Never take more than prescribed, or take for longer than 2 weeks. High doses or long-term use of neomycin can cause permanent hearing loss.
Keep using this medicine even if your symptoms quickly improve. Skipping doses could make your infection resistant to medication. Neomycin will not treat a viral infection (flu or a common cold).
Drink plenty of water each day to stay hydrated.
Your hearing and kidney function may need to be tested.
For hepatic coma, neomycin is usually taken for only 5 to 6 days. Avoid eating foods high in protein during this time. Follow all instructions of your doctor or dietitian about adding protein back to your diet after treatment.
Tell your doctor if you have a planned surgery.
Store tightly closed at room temperature, away from moisture and heat.

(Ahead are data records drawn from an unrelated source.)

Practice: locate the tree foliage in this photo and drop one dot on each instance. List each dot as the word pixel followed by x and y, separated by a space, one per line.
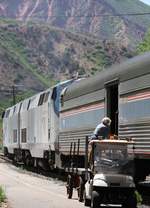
pixel 145 44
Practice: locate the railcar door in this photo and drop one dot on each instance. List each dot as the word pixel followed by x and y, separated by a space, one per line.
pixel 112 105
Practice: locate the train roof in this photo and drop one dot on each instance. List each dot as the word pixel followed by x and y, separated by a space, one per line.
pixel 134 67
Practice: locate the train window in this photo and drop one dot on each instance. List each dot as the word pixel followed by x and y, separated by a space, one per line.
pixel 41 99
pixel 46 97
pixel 28 104
pixel 15 135
pixel 7 113
pixel 24 135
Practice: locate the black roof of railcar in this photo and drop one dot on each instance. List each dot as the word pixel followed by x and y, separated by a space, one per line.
pixel 134 67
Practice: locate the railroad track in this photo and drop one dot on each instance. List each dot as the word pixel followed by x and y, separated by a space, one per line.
pixel 143 188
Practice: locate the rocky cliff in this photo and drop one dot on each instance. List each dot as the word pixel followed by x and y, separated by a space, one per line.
pixel 96 17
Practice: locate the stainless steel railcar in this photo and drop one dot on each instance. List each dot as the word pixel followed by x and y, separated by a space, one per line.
pixel 31 127
pixel 122 93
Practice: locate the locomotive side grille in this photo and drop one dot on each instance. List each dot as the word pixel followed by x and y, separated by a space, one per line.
pixel 68 137
pixel 139 133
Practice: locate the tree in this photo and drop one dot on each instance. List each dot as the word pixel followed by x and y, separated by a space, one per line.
pixel 145 44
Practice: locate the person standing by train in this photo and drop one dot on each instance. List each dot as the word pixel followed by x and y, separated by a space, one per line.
pixel 102 130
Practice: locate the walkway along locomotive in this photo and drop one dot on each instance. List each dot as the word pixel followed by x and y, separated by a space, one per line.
pixel 34 131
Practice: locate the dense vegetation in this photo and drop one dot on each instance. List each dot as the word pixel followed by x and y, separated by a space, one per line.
pixel 144 46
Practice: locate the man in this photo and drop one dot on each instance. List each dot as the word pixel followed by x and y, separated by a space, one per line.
pixel 102 130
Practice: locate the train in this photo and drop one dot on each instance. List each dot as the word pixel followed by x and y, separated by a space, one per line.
pixel 33 130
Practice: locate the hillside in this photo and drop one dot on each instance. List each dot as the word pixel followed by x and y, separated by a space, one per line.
pixel 96 17
pixel 37 56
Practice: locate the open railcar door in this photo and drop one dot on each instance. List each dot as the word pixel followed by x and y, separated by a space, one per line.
pixel 112 105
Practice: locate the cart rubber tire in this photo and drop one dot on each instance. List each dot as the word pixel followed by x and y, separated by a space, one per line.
pixel 131 202
pixel 95 202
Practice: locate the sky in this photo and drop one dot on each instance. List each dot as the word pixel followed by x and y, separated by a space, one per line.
pixel 146 1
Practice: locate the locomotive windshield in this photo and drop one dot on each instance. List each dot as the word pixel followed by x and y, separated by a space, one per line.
pixel 113 158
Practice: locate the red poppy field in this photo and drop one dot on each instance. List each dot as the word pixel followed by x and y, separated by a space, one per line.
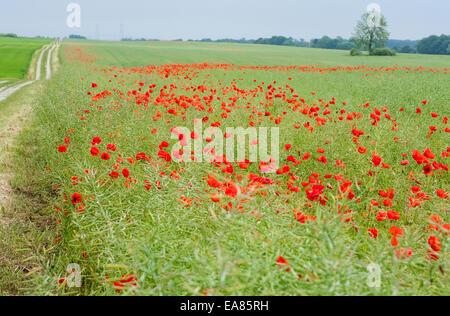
pixel 361 179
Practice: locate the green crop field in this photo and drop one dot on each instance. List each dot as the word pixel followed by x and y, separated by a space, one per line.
pixel 361 177
pixel 16 54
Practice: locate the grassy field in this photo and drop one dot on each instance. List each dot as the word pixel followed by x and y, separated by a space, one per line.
pixel 137 222
pixel 16 54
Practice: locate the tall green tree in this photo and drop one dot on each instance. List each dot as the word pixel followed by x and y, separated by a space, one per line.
pixel 370 33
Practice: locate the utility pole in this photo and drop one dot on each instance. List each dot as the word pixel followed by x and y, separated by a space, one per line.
pixel 122 32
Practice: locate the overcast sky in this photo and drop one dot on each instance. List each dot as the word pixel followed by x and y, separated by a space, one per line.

What happens if I miss a dose?
Take the medicine as soon as you can, but skip the missed dose if it is almost time for your next dose. Do not take two doses at one time.
What happens if I overdose?
Seek emergency medical attention or call the Poison Help line at 1-800-222-1222.
What should I avoid while taking neomycin?
Do not share neomycin with another person, even if they have the same symptoms you have.
Neomycin side effects
Get emergency medical help if you have signs of an allergic reaction: hives; difficult breathing; swelling of your face, lips, tongue, or throat.
Call your doctor at once if you have:
- numbness or tingly feeling under your skin;
- hearing problems (even long after you stop taking neomycin);
- muscle twitching, seizure;
- weak or shallow breathing; or
- kidney problems--swelling, urinating less, feeling tired or short of breath.
Common side effects may include:
- nausea, vomiting; or
This is not a complete list of side effects and others may occur. Call your doctor for medical advice about side effects. You may report side effects to FDA at 1-800-FDA-1088.
What other drugs will affect neomycin?
Neomycin can harm your kidneys, especially if you also use certain medicines for infections, cancer, osteoporosis, organ transplant rejection, bowel disorders, high blood pressure, or pain or arthritis (including Advil, Motrin, and Aleve).
Tell your doctor about all your other medicines, especially:
- any other antibiotics;
- vitamin B-12;
- a blood thinner--warfarin, Coumadin, Jantoven; or
- a diuretic or "water pill"--furosemide or ethacrynic acid.
This list is not complete. Other drugs may affect neomycin, including prescription and over-the-counter medicines, vitamins, and herbal products. Not all possible drug interactions are listed here.